Hi Dear Roboflow Support Team,

I’m encountering a confusing issue with inference on my fine-tuned RF-DETR segmentation model (ID: saem-segment-lxryl/1). My inference results are only good when I use a preprocessing pipeline that seems to contradict the one shown in my dataset’s version.

Here are the details:

1. Training Pipeline (As Understood from Roboflow UI)

My dataset consists of 9356 x 13245 images. The preprocessing steps listed in my Roboflow version are:

  1. Tile: 4 rows x 4 columns

  2. Resize: Fit within 2048x2048

This correctly results in a dataset of 1446 x 2048 images, which I’ve confirmed in the UI.

Step 1: 9356x13245 tiled 4x4 → 2339x3312 tiles.

Step 2: 2339x3312 tiles + “Fit within 2048x2048” → 1446x2048 tiles

2. The Problem: “Correct” Pipeline Fails

When I replicate this exact pipeline for inference (i.e., feeding the model a 1446 x 2048 tile), the results are extremely poor.

3. The “Accidental” Pipeline That Works

While debugging, I discovered a different pipeline that gives exceptionally good results:

  1. Take the entire 9356 x 13245 image.

  2. First, resize the entire image to a 2048x2048 square.

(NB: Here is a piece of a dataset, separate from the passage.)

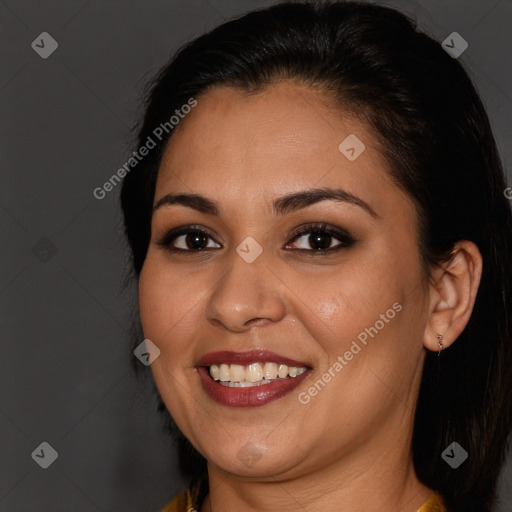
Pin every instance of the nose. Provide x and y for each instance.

  3. Then, tile that 2048x2048 image into a 4x4 grid (resulting in 512x512 tiles).

  4. Run inference on these 512x512 tiles.

I think this was a lucky coincidence, as i can see the models img_size_h and img_size_w both being 432px.

My Question

I would expect the best results to come from the 1446x2048 tiles that match the dataset, but this is not happening. Why does the “accidental” pipeline work?
I don’t really get what I am missing.

I’m happy to share details of the project with the support members, and the actual code used for running the inference.

Thank you a lot!

Andreas

This topic was automatically closed 21 days after the last reply. New replies are no longer allowed.